Anyway does anyone know if I can put a La Marzocco steam arm on my Fracino, probably not but if anyone can recommend an arm that is similar to the Linea that will fit a Fracino it would be greatly appreciated.

Thanks


----------



## MelonCoffee (Jun 21, 2012)

What model is the Fracino - is it a tall-cup model (long steam arms)? Model year might be handy too - Fracino changed the steam valves twice in production (although this was more front end of valve - not arm fitting)

Fracinos, along with CMA (Astoria, Wega, Costa) seem to be very powerful on the steam (I think it's the larger holes in the tip?) Anyhow - I can have a look at a fracino valve (when I am back in the workshop on Monday) and perhaps recommend an arm that might be better for you.

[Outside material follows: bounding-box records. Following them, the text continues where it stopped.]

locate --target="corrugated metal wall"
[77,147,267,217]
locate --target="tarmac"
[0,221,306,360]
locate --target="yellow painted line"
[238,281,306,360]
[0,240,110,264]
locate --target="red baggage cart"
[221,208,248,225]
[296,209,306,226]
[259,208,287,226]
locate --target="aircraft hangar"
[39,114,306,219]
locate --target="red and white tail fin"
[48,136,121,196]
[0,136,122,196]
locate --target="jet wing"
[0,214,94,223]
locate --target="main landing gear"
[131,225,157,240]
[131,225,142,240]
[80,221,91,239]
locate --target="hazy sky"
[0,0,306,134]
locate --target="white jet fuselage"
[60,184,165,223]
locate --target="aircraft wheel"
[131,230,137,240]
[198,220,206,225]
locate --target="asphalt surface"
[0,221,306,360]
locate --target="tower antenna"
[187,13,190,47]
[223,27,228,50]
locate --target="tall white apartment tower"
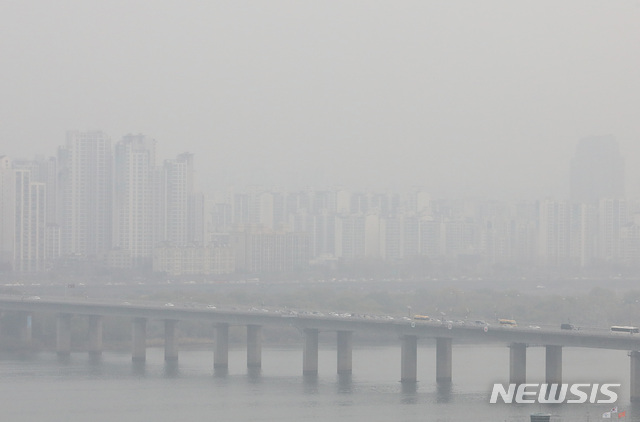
[14,169,47,273]
[113,135,156,265]
[161,152,204,246]
[0,155,16,270]
[58,131,113,256]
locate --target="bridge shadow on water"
[336,374,353,394]
[164,361,180,378]
[131,360,147,378]
[247,367,263,384]
[436,381,454,403]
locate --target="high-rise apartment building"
[0,155,16,270]
[570,136,624,203]
[160,153,204,246]
[13,169,47,273]
[113,135,157,266]
[58,131,113,256]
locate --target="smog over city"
[0,0,640,422]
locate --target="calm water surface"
[0,345,640,422]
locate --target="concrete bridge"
[0,296,640,401]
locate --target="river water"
[0,344,640,422]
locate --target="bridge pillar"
[509,343,527,385]
[302,328,318,375]
[131,318,147,362]
[18,312,32,346]
[545,346,562,384]
[400,335,418,382]
[629,350,640,402]
[247,325,262,368]
[213,324,229,369]
[89,315,103,356]
[337,331,353,374]
[56,314,71,356]
[436,337,452,382]
[164,319,178,362]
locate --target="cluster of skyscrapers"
[0,131,204,273]
[0,131,640,276]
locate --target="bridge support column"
[56,314,71,356]
[164,319,178,362]
[400,335,418,382]
[436,337,452,382]
[629,350,640,403]
[89,315,103,356]
[337,331,353,374]
[509,343,527,385]
[545,346,562,384]
[302,328,318,375]
[131,318,147,362]
[213,324,229,369]
[247,325,262,368]
[18,312,32,346]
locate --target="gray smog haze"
[0,0,640,197]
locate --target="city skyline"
[0,0,640,198]
[0,130,640,275]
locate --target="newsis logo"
[489,384,620,404]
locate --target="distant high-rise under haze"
[58,131,113,256]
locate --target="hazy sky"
[0,0,640,196]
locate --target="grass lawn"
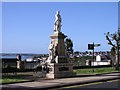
[74,67,120,74]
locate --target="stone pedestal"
[46,63,76,79]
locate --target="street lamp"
[88,42,100,72]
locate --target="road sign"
[94,44,100,47]
[88,44,94,50]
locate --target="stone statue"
[54,11,62,32]
[48,41,54,60]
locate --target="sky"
[2,2,118,54]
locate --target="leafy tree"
[106,31,120,70]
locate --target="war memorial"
[46,11,75,79]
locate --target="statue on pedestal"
[54,11,62,32]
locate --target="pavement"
[0,73,120,90]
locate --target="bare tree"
[106,30,120,70]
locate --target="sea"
[0,54,41,61]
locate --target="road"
[56,79,120,90]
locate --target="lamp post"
[88,42,100,72]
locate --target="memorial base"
[46,63,76,79]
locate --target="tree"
[65,38,73,56]
[106,30,120,70]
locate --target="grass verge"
[74,67,120,74]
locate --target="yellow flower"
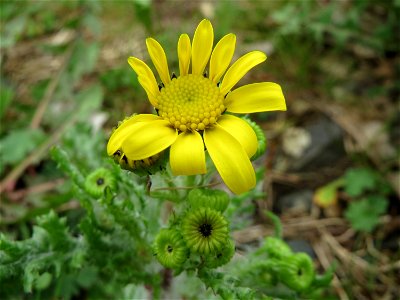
[107,20,286,194]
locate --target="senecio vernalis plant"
[0,20,332,300]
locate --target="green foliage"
[344,168,377,196]
[345,195,388,232]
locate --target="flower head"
[107,20,286,194]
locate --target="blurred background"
[0,0,400,299]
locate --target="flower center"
[157,74,225,131]
[199,223,212,237]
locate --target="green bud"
[279,253,315,292]
[182,207,229,255]
[242,117,267,160]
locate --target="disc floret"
[157,74,225,132]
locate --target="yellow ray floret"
[107,20,286,194]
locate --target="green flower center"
[157,74,225,131]
[199,223,212,237]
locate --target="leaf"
[35,272,52,290]
[76,266,98,289]
[345,195,388,232]
[313,178,345,208]
[344,168,377,197]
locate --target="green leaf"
[0,128,46,164]
[345,195,388,232]
[344,168,377,197]
[76,266,98,289]
[35,272,52,290]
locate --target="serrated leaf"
[344,168,377,197]
[313,178,344,208]
[35,272,52,290]
[345,195,388,232]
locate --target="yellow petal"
[107,114,162,156]
[170,131,207,175]
[209,33,236,83]
[218,115,258,158]
[204,125,256,194]
[146,38,171,85]
[178,34,191,76]
[128,56,159,106]
[225,82,286,114]
[220,51,267,94]
[122,120,178,160]
[192,19,214,75]
[138,76,158,107]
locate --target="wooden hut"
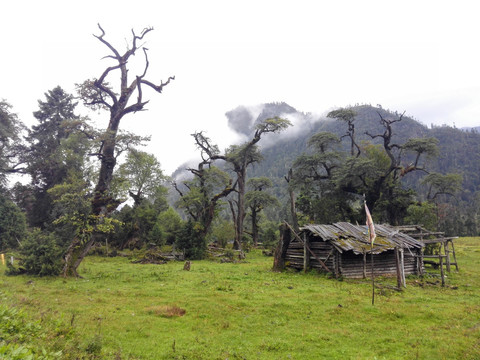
[282,222,424,283]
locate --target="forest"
[0,26,480,277]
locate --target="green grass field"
[0,238,480,359]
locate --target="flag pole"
[370,242,375,305]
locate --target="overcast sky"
[0,0,480,173]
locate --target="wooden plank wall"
[285,238,418,278]
[285,241,335,272]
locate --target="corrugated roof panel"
[300,222,424,254]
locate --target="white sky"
[0,0,480,173]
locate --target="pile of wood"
[132,247,185,264]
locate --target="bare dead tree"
[63,24,175,276]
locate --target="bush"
[176,220,207,260]
[13,229,62,276]
[0,194,26,250]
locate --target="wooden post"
[273,225,292,271]
[449,240,458,271]
[393,247,402,289]
[400,248,407,288]
[443,240,450,272]
[438,254,445,286]
[303,234,310,272]
[363,250,367,279]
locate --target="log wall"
[285,238,418,278]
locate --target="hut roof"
[300,222,424,254]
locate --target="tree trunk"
[251,208,258,247]
[62,235,95,277]
[59,24,175,276]
[233,165,247,250]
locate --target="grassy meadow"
[0,238,480,360]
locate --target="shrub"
[176,220,207,260]
[14,229,62,276]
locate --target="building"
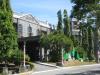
[13,13,51,61]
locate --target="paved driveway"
[32,64,100,75]
[34,63,56,72]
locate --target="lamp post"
[24,41,26,69]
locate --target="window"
[28,25,32,36]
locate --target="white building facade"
[13,13,51,61]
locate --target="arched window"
[28,25,32,36]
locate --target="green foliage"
[75,46,87,59]
[71,0,100,60]
[40,32,73,61]
[0,0,18,61]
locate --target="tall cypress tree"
[63,10,70,36]
[0,0,18,61]
[57,10,63,32]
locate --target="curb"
[35,62,61,68]
[13,70,34,75]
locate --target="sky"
[10,0,72,25]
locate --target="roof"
[13,12,50,28]
[13,12,29,18]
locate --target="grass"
[64,60,96,67]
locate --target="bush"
[7,50,30,64]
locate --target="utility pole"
[24,40,26,69]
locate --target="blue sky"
[11,0,72,24]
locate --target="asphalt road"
[32,64,100,75]
[34,63,56,72]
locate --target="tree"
[40,32,73,62]
[0,0,18,60]
[63,10,70,36]
[71,0,100,62]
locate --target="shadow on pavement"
[57,70,100,75]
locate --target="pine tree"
[57,10,63,32]
[71,0,100,62]
[0,0,18,60]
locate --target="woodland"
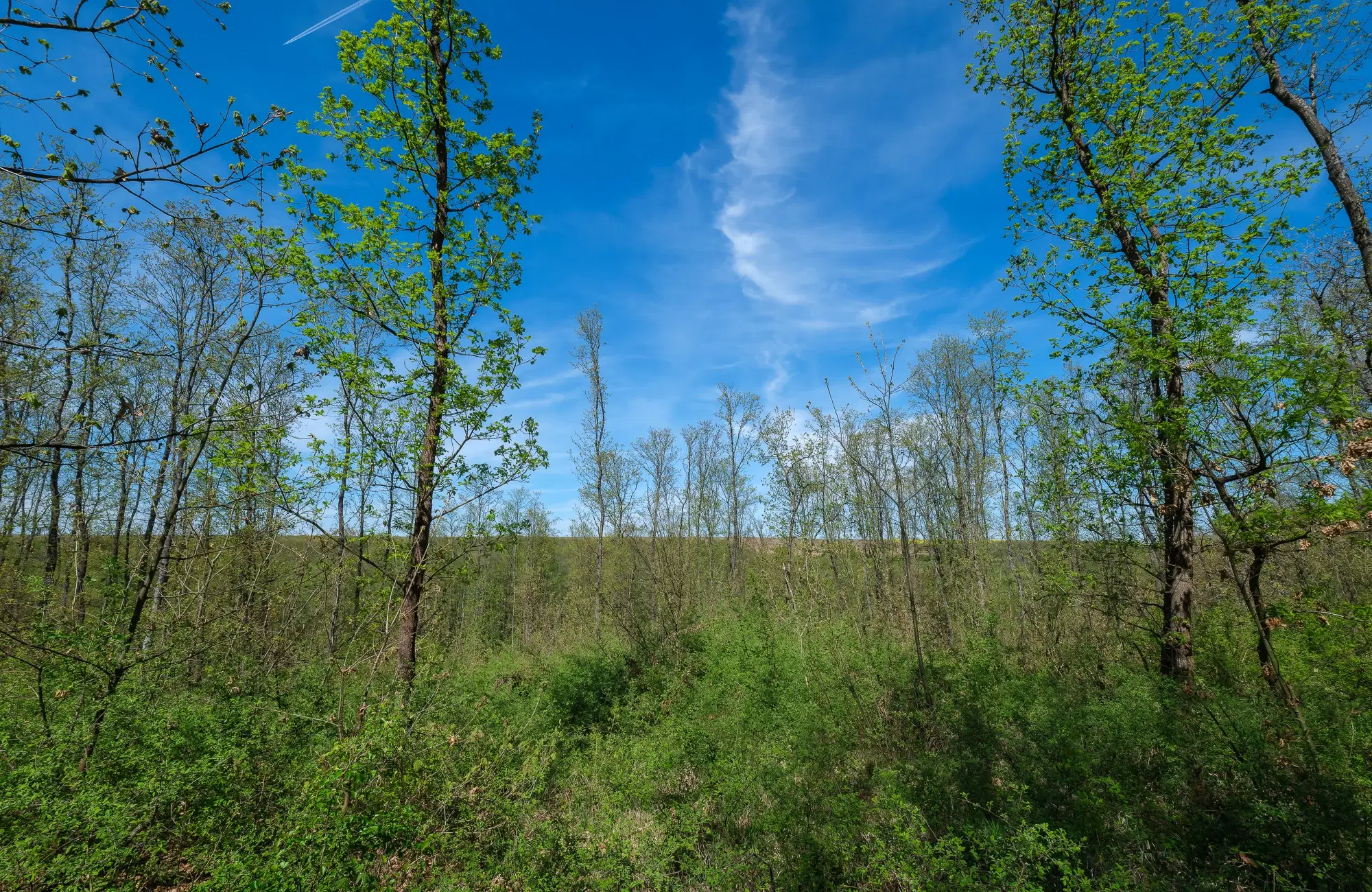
[0,0,1372,892]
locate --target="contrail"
[281,0,369,47]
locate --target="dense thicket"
[0,0,1372,891]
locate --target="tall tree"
[287,0,546,688]
[572,306,613,641]
[969,0,1301,678]
[715,384,763,579]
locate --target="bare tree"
[572,306,611,641]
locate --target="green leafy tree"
[287,0,546,686]
[969,0,1310,678]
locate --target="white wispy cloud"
[713,4,963,333]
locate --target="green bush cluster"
[0,601,1372,892]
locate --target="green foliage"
[0,604,1372,892]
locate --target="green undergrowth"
[0,611,1372,892]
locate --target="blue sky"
[225,0,1032,519]
[24,0,1045,520]
[7,0,1365,520]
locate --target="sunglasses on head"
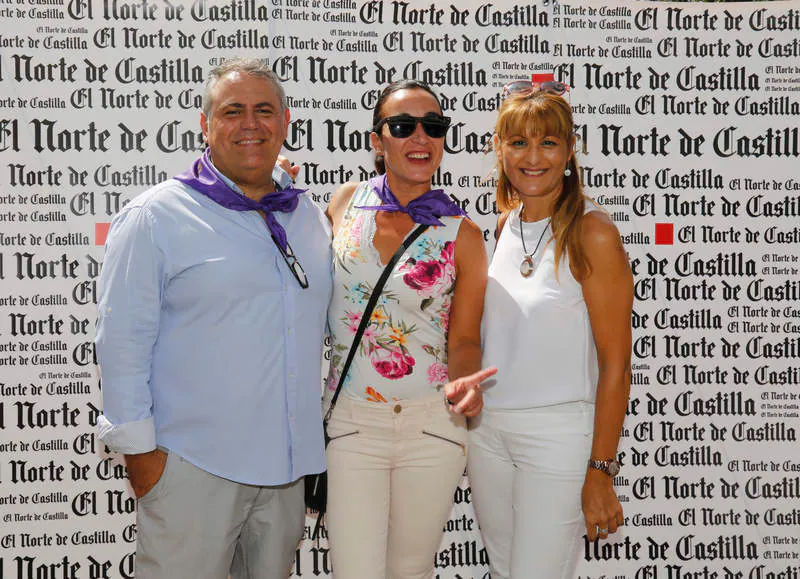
[372,113,450,139]
[500,80,569,100]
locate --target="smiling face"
[498,134,572,205]
[370,88,444,201]
[494,92,580,218]
[200,72,289,199]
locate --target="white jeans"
[468,402,594,579]
[327,394,467,579]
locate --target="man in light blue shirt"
[96,59,331,579]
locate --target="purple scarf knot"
[175,150,306,253]
[356,175,467,225]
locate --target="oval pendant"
[519,255,533,277]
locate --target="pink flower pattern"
[328,184,459,403]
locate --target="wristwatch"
[589,458,619,477]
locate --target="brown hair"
[495,92,589,279]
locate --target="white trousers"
[327,394,467,579]
[467,402,594,579]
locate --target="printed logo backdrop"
[0,0,800,579]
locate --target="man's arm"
[95,208,165,497]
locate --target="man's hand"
[125,449,167,499]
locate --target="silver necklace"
[519,207,550,277]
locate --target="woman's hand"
[275,155,300,182]
[581,468,625,541]
[444,367,497,418]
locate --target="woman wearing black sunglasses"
[326,81,494,579]
[468,82,633,579]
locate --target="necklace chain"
[519,205,550,257]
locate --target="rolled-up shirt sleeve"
[95,206,166,454]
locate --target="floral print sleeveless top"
[326,182,463,403]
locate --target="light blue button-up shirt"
[96,171,331,485]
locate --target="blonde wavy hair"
[494,92,589,280]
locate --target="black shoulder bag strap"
[322,224,428,428]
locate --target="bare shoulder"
[581,211,628,271]
[494,211,511,241]
[456,217,483,245]
[325,181,359,234]
[455,217,488,268]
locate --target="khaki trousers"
[135,452,305,579]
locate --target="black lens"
[380,114,450,139]
[386,117,417,139]
[421,118,450,139]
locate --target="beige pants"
[136,453,305,579]
[328,394,467,579]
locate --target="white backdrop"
[0,0,800,579]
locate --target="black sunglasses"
[500,80,569,100]
[372,113,450,139]
[272,236,308,289]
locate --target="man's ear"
[200,112,208,143]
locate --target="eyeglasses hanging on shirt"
[175,150,308,289]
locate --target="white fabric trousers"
[468,402,594,579]
[327,393,467,579]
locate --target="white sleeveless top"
[326,182,463,406]
[481,203,598,409]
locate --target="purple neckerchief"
[175,149,306,253]
[356,175,467,225]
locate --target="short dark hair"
[203,56,288,118]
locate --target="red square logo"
[94,223,111,245]
[656,223,675,245]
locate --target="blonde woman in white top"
[468,81,633,579]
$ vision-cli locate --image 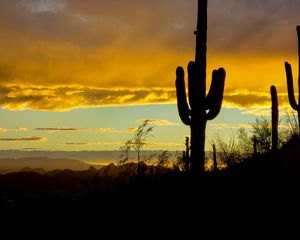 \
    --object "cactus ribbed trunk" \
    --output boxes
[191,117,206,173]
[213,145,218,172]
[176,0,226,175]
[189,0,207,172]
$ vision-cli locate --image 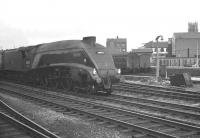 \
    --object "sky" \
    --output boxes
[0,0,200,50]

Another issue that some have with the Fracino is that it is difficult to angle the arm - thus, a different steam arm might not help. I might be able to source a short, straight extension for the top - This will bring the ball joint lower, and allow more movement on the arm.


----------



## belladylan74 (Jul 12, 2012)

Thanks MelonCoffee! Its a Classic (2 LPG) I got it new from the factory in Birmingham in mid-2010, tall cup.

I think it is a combination of the angle and the large holes, I thought about getting one of those blade steam tips but they were more expensive than the arms and that wouldn't fix the angle problem I have.

Anything you can recommend would be appreciated.

Thanks in advance


----------



## MelonCoffee (Jun 21, 2012)

As promised I checked out a Fracino valve today - You will be pleased to know that the steam arm fitting is standard and so most 'ball joint' type steam arms will fit (some may need a couple of extra packing washers internally, others may need teflon washers externally)

The main issue might be that whatever arm you fit might not pull forward far enough to give you the angle you desire - let me ponder this issue for a couple of days - sure i will find a solution.


----------



## funinacup (Aug 30, 2010)

In that case maybe an arm from a CMA Lisa would fit. They are generally longer than most and have two bends in them so would come out further than your current one. I'll try find a picture.

Michael

Fun in a Cup Coffee Training


----------



## funinacup (Aug 30, 2010)

Michael

Fun in a Cup Coffee Training


----------



## MelonCoffee (Jun 21, 2012)

The CMA long reach 8mm arm was my 1st thought for fitting - unfortunately i do not know of any steam arms that are so far different to the Marzocco one that we are attempting to replicate (except perhaps the Fracino ones!). The unfortunate thing is that the Marzocco ones are generally 'banjo' fit not nut & ball - the quest continues.....


----------



## belladylan74 (Jul 12, 2012)

Thanks everyone for jumping on board in my search for the perfect steam arm, its very much appreciated. Im wondering whether I just suffer the annoying angle of the Fracino and look into finding a better steam tip with smaller holes.

If however anyone does have a eureka moment there will be a coffee of your choice waiting for you in North West London!


----------